Lamezia Terme - Francesco Muraca interviene con delle riflessioni sulle scelte che è chiamato a compiere il Centro-Sinistra e, il Partito Democratico, in particolare, sul destino politico della città.
"Le problematiche che si evidenziano in questo periodo in campo provinciale e regionale, in vista delle prossime elezioni, meritano delle riflessioni serie nelle forze politiche del centro-sinistra ed in particolare nel Partito Democratico.

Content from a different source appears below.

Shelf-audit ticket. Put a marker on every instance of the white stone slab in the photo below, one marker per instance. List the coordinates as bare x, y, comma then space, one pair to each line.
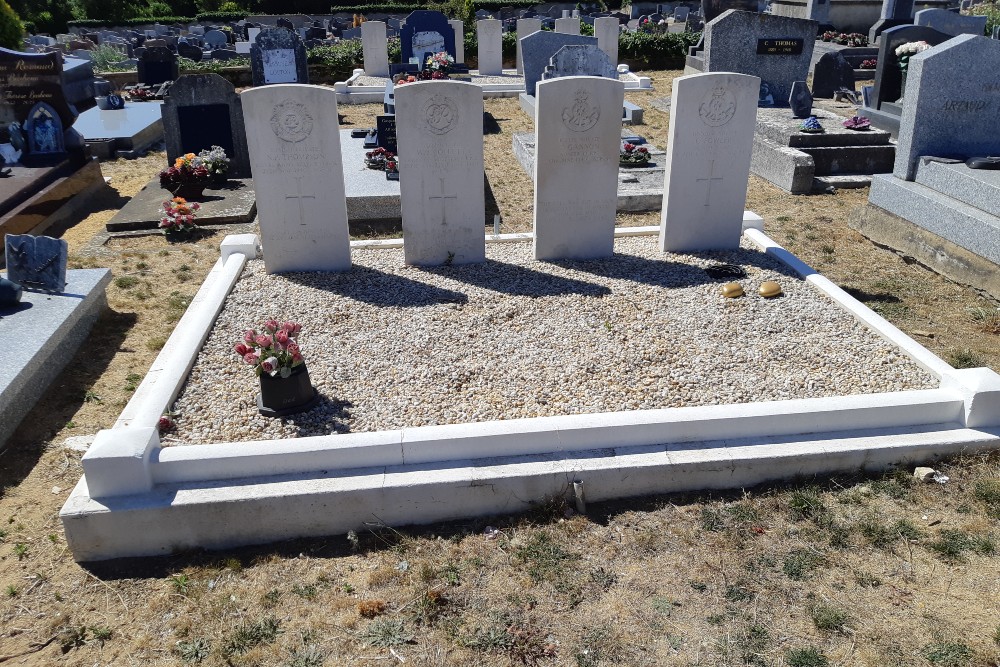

E' un periodo difficile, ed è normale che esistano tensioni che a volte possono portare all'esasperazione dei toni. Per ciò che mi riguarda non ho voluto mai venir meno al rispetto personale e politico.
Le incomprensioni si devono superare con il buon senso, il confronto ed il dialogo come si sta facendo in seno al PD lametino, grazie al rapporto di stima e di fiducia con il capogruppo e gli altri consiglieri, che ha portato, per esempio, a soluzione, il delicato problema relativo all'elezione del Presidente del Consiglio Comunale, dopo le mie dimissioni, volte a favorire il percorso politico e a rafforzare il lavoro dell'amministrazione e del Consiglio.
Non abbiamo bisogno di strategie politiche autolesioniste, ma piuttosto di un partito capace di saper interpretare le esigenze dei cittadini e favorire politicamente azioni utili, in una fase in cui le dinamiche regionali, nazionali, europee e direi anche mondiali, non aiutano ad essere ottimisti per il futuro.
Conflitti e divisioni nel centro-sinistra non premiano nessuno, piuttosto allontanano gli elettori e gli indecisi, favorendo l'astensione ed il disimpegno su tutto ciò che riguarda la politica.
Nei prossimi giorni sarà importante riprendere la discussione sul PSC, che prima di tutto, deve salvaguardare l'interesse dei cittadini, tenendo conto delle linee guida regionali e nazionali sulle direttive di sviluppo urbano e comunitario.
In un momento in cui i trasferimenti nazionali si sono notevolmente ridotti, la Giunta Comunale, da qualche giorno ha approvato lo schema di Bilancio di Previsione, cercando per quanto possibile, di continuare a proteggere le fasce più' deboli dei cittadini, tutelando e garantendo le politiche sociali, che non debbono essere mai trascurate dalle forze di centro-sinistra.
Il tempo dissolve il superfluo e conserva l'essenziale. Ho sempre detto, che non dobbiamo mai pensare di essere i migliori, piuttosto dobbiamo avere l'umiltà di credere che possiamo sempre migliorare.
Ecco, perché, in questo momento, è opportuno ascoltare le ragioni di chi fa parte della minoranza e, se ragionevoli e possibili, cercare di condividerle per il bene della nostra città .
Il mio ruolo in Giunta, si caratterizzerà , come sempre ho fatto, con l'impegno, l'ascolto, il confronto ed il dialogo, perché la storia degli ultimi decenni ha messo in evidenza un dato inconfutabile e cioè, che non esiste un modello politico che ha certezze di verità .
È importante creare condizioni per far crescere la qualità di vita, cercando di far lavorare tutti e facendo integrare i più giovani con i meno giovani, coniugando così l'entusiasmo con l'esperienza".